When a few actually summoned the nerve to visit any of his daughters at their home – as was the proper thing to do if the gentlemen’s intentions were noble – then they had to contend with hints dropped with a total lack of subtlety that might as well have been signs that read: SUITORS BEWARE.

For one, the bangkás father’s face was eternally wearing a menacing scowl. Any attempts made by the young gentlemen at making conversation and – hopefully – gaining favor were frequently met with curt, acerbic replies. There sometimes also tended to be a rather intimidating gulok nonchalantly displayed somewhere very, very conspicuous.

Of course, the bangkás father made sure his daughters and their suitors were confined to the brightly lit living room where there was no chance of them getting too comfortable with each other. And this is not to say that anyone even contemplated the idea since the bangkás father never left the living room for the duration of the visit, anyway…

Perhaps, the most humiliating thing was for the suitors to be graded in a completely criteria-less evaluation by the father; albeit, the grades were considerately released to his daughters and not directly to the suitors.

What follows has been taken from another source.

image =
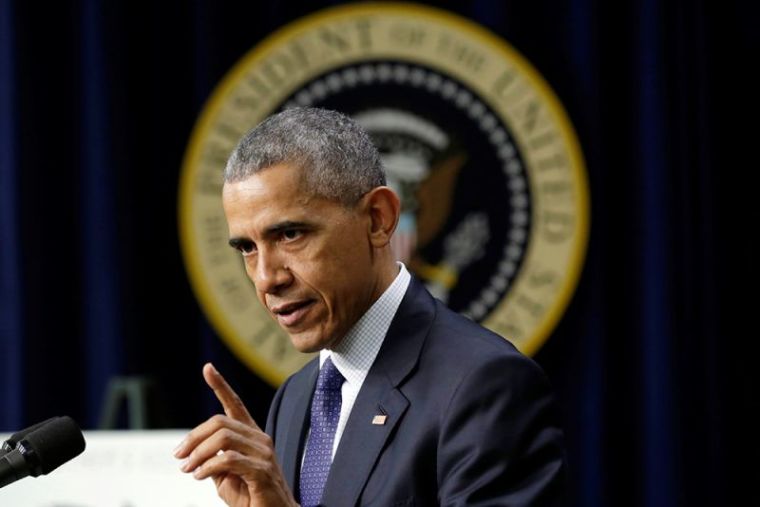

There was one time when the father himself was telling my Mom how he graded three of his daughters’ suitors. One got a 68; another got a 70; and the last got a 73. Mom was, naturally, doubled over in laughter.

The bangkás father did not get things all his own way, as things would happen. Eventually, he had no real recourse but to face up to the fact that his daughters were going to get married. They all did, as a matter of fact.

Of course, the first one had to elope with her suitor, the proper and only way to deal with an unreasonable father. What I cannot recall is if the suitor was the one who got the 68, the 70 or the 73.